HAKE-Action (TensorFlow) is a project to open the SOTA action understanding studies based on our Human Activity Knowledge Engine. It includes reproduced SOTA models and their HAKE-enhanced versions. HAKE-Action is authored by Yong-Lu Li, Xinpeng Liu, Liang Xu, Cewu Lu. Currently, it is manintained by Yong-Lu Li, Xinpeng Liu and Liang Xu.
(2022.11.19) We release the interactive object bounding boxes & classes in the interactions within AVA dataset (2.1 & 2.2)! HAKE-AVA, [Paper]. BTW, we also release a CLIP-based human body part states recognizer in CLIP-Activity2Vec!

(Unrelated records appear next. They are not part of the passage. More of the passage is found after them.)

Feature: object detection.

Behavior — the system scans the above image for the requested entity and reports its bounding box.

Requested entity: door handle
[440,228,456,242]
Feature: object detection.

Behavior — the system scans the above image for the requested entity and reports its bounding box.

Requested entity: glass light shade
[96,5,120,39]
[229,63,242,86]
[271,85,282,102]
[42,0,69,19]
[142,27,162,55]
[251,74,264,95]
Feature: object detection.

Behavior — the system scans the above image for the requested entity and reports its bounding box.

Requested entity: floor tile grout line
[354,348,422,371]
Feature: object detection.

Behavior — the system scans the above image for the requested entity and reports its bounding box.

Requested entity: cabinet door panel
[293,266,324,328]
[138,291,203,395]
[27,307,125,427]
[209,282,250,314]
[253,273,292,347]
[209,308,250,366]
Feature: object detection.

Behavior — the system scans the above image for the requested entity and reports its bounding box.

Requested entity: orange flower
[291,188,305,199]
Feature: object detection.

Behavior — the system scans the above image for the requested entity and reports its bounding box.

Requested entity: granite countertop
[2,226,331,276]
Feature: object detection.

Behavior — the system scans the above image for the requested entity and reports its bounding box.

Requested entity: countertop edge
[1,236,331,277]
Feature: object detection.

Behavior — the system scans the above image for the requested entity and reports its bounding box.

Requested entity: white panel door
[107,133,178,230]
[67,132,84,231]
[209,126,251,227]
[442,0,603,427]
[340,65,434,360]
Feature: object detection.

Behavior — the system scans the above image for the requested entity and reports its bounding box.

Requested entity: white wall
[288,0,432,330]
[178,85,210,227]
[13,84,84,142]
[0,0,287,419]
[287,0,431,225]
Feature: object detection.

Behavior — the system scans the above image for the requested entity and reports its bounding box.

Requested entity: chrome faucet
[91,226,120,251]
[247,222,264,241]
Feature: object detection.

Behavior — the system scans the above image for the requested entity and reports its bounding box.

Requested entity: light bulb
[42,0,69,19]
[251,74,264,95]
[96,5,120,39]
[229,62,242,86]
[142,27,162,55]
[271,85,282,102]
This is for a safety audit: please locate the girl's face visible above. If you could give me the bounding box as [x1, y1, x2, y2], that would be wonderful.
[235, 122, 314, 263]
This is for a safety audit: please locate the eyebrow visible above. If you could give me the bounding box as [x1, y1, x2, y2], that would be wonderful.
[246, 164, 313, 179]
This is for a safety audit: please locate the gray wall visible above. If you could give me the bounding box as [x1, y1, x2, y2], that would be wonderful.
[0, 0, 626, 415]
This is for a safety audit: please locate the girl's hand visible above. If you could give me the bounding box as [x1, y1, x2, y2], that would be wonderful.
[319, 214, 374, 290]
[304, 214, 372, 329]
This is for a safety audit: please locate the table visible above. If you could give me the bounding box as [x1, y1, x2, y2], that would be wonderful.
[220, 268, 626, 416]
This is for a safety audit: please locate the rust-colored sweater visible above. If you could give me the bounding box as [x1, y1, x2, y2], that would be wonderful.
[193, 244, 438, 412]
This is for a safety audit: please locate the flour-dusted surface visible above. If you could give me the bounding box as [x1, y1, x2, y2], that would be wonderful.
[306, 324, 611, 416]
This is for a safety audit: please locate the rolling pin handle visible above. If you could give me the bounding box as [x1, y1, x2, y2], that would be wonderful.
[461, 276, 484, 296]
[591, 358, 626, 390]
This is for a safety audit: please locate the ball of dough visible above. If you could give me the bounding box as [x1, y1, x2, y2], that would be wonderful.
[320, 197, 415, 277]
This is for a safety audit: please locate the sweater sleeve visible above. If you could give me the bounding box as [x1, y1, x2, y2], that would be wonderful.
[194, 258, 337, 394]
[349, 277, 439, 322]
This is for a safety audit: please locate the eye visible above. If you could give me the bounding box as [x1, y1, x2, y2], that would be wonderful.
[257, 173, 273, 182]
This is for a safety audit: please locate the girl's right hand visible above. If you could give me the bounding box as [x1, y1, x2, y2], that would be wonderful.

(2022.07.29) Our new work PartMap (ECCV'22) is released! Paper, Code
(2022.02.14) We release the human body part state labels based on AVA: HAKE-AVA and HAKE 2.0 paper.
(2021.10.06) Our extended version of SymNet is accepted by TPAMI! Paper and code are coming soon.
(2021.2.7) Upgraded HAKE-Activity2Vec is released! Images/Videos --> human box + ID + skeleton + part states + action + representation. [Description]
(2021.1.15) Our extended version of TIN (Transferable Interactiveness Network) is accepted by TPAMI! New paper and code will be released soon.
(2020.10.27) The code of IDN (Paper) in NeurIPS'20 is released!
(2020.6.16) Our larger version HAKE-Large (>120K images, activity and part state labels) is released!
We released the HAKE-HICO (image-level part state labels upon HICO) and HAKE-HICO-DET (instance-level part state labels upon HICO-DET). The corresponding data can be found here: HAKE Data.
- Paper is here.
- More data and part states (e.g., upon AVA, more kinds of action categories, more rare actions...) are coming.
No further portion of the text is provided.